Here’s a toughie. Assume you support free-markets. That means you probably oppose government limits on what foods people can buy, such as New York Mayor Bloomberg’s so-called Big Gulp ban. A major reason for opposing such bans is that the government isn’t really capable of deciding what is healthy or unhealthy. If we ban sugary drinks, shouldn’t we also ban cholesterol-filled red meat? Vegan diets don’t have enough vitamin B-12, so maybe we should ban tofu. On the other hand, maybe Coca-Cola can escape the ban if it adds B-12 to its drinks.
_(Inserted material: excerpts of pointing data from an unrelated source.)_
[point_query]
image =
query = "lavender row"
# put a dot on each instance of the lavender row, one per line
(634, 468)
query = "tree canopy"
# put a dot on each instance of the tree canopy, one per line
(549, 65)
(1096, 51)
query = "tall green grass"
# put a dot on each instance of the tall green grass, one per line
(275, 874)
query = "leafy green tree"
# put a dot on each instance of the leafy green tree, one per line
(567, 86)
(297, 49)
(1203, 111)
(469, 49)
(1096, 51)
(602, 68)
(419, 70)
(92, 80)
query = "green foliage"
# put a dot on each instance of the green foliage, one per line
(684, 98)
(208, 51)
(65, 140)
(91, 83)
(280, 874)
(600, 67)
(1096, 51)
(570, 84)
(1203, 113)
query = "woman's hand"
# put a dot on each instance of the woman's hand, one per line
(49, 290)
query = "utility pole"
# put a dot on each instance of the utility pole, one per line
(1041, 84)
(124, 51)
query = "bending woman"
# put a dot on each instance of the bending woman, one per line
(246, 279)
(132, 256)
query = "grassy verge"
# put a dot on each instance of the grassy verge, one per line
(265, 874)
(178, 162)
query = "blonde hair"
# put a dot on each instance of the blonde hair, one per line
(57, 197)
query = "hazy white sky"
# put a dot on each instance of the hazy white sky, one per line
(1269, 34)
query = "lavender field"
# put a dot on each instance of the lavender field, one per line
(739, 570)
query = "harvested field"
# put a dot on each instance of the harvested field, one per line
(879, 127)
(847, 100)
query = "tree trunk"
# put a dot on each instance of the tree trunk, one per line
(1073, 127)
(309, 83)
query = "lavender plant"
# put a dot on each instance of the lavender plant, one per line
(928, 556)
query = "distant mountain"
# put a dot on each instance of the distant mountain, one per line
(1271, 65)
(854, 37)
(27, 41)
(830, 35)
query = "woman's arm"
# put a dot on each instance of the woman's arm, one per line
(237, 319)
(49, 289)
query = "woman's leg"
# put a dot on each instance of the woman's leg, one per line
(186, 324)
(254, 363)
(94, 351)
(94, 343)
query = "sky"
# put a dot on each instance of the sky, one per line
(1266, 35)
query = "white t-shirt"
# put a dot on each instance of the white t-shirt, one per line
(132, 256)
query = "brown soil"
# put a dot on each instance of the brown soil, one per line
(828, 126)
The point is that free-market advocates oppose government control of what people eat because what gets labeled “healthy” or “unhealthy” will depend more on political power, fads, and urban folklore than on science and reason. Moreover, just as it is hard to end the corn ethanol program, once government labels something healthy or unhealthy, it will become very hard to change that label even if research proves it wrong.

On the other hand, the federal government gives out $75 billion a year in food stamps (technically the “Supplemental Nutrition Assistance Program” or SNAP). The National Center for Public Policy Research considers itself a free-market advocate, yet it argues that food stamps should be dedicated only to healthy foods–and that the corporations that sell unhealthy foods shouldn’t lobby to keep their products in the program.